A ogni modo, dalle conversazioni tra i capi degli esteri sono emersi segnali di apertura da parte di Pechino, che ha approfondito i passaggi riguardanti le relazioni con gli Usa nel comunicato ufficiale (quello statunitense li tocca in una sola riga) spiegando che i vari contatti diplomatici hanno avuto successo e portato a un miglioramento delle relazioni bilaterali. Il ministro degli Esteri cinese avrebbe ribadito all’omologo statunitense la necessità di essere responsabili nell’attuare il consenso raggiunto al G20 di Bali, ultima occasione di incontro tra Biden e Xi.
… E IL PESO DEL MEDIO ORIENTE
Nel mentre Pechino si sta impegnando sul fronte mediorientale – “stuzzicata” da Washington, che ne vuole il coinvolgimento per chiamarla alla responsabilità sul piano internazionale. La Cina ha comunicato di essere ingaggiata in una “intensa comunicazione con tutte le parti per spingere verso un cessate il fuoco e la fine dei combattimenti” con particolare attenzione alla crisi umanitaria a Gaza. Venerdì Zhai Jun, inviato speciale della Cina in Medio Oriente, ha incontrato i rappresentanti dei 22 membri della Lega Araba cercando di mediare un accordo di pace tra Israele e i palestinesi insieme all’Egitto, e sabato Wang ha parlato con il collega saudita Faisal bin Farhan Al Saud.
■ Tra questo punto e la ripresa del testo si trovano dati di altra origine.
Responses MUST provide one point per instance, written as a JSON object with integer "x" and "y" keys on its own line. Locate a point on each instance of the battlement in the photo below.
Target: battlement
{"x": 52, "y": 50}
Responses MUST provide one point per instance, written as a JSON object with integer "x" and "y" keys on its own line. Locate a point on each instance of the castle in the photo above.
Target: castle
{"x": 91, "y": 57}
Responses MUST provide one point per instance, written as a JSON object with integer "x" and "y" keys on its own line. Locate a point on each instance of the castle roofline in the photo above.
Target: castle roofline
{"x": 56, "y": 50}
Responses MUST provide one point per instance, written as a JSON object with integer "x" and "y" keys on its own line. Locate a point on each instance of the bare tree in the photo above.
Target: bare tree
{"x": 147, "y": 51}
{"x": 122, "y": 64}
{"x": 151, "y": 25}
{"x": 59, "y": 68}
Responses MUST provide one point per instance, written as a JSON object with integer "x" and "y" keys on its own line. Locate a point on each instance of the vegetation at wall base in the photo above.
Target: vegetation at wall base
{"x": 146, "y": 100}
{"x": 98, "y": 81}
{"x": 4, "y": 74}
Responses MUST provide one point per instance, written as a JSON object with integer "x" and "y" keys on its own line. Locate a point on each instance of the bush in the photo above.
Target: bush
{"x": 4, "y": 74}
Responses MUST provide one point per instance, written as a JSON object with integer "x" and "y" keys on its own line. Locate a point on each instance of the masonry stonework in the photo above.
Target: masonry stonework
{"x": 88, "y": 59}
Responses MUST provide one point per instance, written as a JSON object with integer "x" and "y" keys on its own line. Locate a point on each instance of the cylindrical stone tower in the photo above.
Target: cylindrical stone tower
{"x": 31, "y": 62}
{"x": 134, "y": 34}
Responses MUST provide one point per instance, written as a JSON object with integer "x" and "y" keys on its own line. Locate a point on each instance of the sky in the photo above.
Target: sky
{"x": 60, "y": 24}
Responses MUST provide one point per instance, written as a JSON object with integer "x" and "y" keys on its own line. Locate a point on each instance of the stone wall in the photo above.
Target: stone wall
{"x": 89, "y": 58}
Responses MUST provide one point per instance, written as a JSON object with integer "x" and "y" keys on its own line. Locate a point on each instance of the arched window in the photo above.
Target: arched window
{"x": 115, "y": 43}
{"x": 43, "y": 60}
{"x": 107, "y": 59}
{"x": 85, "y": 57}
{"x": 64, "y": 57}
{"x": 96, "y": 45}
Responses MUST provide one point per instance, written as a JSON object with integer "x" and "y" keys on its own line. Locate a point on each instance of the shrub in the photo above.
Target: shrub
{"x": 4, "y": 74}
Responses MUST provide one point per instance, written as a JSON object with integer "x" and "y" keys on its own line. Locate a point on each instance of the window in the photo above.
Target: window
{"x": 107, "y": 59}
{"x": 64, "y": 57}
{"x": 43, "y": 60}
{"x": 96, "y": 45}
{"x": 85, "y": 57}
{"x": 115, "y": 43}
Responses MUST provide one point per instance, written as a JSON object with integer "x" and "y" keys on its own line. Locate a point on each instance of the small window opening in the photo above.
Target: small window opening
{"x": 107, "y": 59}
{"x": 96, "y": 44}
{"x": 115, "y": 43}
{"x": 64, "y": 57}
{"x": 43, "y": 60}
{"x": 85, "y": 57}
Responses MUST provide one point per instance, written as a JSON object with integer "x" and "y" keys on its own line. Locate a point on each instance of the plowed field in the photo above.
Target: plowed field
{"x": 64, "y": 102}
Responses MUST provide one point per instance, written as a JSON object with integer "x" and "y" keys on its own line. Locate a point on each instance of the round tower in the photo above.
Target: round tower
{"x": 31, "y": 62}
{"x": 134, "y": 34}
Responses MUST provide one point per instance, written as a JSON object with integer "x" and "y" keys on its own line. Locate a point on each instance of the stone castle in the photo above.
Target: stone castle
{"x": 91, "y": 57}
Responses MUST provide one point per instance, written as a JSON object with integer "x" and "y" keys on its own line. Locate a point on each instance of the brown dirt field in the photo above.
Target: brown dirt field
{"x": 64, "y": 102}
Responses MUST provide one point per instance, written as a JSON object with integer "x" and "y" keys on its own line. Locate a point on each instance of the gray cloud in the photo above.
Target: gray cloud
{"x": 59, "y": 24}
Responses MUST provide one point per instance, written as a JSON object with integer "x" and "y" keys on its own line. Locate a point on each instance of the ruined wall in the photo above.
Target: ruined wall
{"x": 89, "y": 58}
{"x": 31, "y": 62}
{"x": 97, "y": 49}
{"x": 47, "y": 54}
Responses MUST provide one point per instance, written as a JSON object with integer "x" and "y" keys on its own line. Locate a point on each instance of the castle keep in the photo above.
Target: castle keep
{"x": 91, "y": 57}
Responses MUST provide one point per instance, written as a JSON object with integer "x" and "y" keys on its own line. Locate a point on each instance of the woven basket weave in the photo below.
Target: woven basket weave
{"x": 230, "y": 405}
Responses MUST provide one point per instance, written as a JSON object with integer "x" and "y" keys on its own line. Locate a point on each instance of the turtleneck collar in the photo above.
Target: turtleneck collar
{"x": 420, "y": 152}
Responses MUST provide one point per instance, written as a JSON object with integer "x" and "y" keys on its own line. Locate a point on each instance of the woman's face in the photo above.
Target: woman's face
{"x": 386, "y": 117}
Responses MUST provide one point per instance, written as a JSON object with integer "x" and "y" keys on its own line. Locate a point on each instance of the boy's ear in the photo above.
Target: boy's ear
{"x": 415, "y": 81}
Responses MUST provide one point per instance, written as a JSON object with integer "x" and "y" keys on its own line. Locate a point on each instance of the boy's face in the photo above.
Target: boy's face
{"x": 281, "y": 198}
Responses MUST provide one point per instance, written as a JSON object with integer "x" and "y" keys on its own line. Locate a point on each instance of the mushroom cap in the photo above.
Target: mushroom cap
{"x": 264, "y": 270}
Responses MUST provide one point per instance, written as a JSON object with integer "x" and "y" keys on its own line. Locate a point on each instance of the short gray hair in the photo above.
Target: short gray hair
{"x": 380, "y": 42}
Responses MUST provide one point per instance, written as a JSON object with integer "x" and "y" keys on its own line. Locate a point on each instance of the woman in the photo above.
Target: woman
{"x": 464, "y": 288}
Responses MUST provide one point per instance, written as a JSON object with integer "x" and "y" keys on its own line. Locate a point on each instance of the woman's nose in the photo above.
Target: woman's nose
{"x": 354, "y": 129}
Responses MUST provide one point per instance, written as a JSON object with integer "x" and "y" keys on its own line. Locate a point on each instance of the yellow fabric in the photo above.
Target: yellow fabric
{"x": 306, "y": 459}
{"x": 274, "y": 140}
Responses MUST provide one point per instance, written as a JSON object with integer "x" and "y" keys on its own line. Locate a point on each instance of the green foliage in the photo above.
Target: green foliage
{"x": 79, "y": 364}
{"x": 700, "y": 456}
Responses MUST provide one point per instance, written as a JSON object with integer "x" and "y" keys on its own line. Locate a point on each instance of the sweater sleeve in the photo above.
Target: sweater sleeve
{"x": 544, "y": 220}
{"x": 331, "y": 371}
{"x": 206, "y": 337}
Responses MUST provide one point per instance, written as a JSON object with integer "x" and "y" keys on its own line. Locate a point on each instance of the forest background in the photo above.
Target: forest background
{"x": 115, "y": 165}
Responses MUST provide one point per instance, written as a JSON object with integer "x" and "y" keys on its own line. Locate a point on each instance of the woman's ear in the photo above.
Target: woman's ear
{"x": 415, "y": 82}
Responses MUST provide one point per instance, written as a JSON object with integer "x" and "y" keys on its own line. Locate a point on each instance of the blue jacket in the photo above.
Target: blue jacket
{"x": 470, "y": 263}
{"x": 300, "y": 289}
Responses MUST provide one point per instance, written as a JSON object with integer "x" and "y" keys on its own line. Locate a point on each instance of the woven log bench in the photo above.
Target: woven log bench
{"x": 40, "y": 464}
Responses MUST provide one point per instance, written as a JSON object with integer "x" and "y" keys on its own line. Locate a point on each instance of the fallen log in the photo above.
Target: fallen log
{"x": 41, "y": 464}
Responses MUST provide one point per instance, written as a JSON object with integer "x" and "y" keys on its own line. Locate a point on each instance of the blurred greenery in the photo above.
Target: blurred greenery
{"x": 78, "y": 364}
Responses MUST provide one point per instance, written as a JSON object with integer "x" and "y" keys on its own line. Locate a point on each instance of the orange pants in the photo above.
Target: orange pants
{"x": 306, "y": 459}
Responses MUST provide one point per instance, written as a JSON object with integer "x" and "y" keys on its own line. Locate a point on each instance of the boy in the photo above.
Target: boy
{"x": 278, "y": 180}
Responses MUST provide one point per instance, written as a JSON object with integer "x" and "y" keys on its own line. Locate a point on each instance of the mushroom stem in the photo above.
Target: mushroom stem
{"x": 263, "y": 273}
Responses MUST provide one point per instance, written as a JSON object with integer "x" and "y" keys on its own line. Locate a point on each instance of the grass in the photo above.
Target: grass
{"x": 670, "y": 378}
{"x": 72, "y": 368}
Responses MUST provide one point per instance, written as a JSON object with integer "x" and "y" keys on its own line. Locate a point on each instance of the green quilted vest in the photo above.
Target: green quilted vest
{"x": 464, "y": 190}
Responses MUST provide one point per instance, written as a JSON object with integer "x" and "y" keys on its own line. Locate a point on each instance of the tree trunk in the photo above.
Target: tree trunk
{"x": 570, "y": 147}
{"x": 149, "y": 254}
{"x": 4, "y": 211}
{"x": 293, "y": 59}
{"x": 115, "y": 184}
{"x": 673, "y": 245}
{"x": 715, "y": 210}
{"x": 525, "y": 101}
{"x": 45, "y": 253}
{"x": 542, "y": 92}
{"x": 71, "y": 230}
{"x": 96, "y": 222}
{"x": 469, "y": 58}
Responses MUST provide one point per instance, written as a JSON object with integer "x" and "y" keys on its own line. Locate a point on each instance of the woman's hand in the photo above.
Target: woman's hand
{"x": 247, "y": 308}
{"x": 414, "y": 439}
Proprio sul fronte mediorientale possono emergere differenze inconciliabili tra Washington e Pechino. Wang sostiene che le azioni di Israele siano andate oltre l’autodifesa e che il nocciolo della questione sia il fatto “che non è stata fatta giustizia al popolo palestinese”. Assieme alla riluttanza a condannare Hamas, queste dichiarazioni sembrano indicare che la Cina voglia ritirarsi sul fronte anti-occidentale – essendosi convinta che Israele sia troppo allineata agli Usa – e fare sponda alle nazioni arabe per aumentare la propria influenza sulla regione e in generale sul Global South.
Il successo di Pechino nel bilanciare questa tendenza con la necessità di porsi come mediatore sarà un indicatore della sua maturità sulla scena internazionale. E lo stesso vale per l’incontro di San Francisco: se i due leader si vedranno, andranno a consolidare il livello minimo oltre il quale nessuna delle due superpotenze vuole far deteriorare le relazioni. Ma tra quelle relazioni ci sono geometrie complesse e variabili, e non è escluso che Xi sia tentato di ritirarsi verso l’interno. Palla al Dragone: le sue mosse si ripercuoteranno sugli equilibri globali.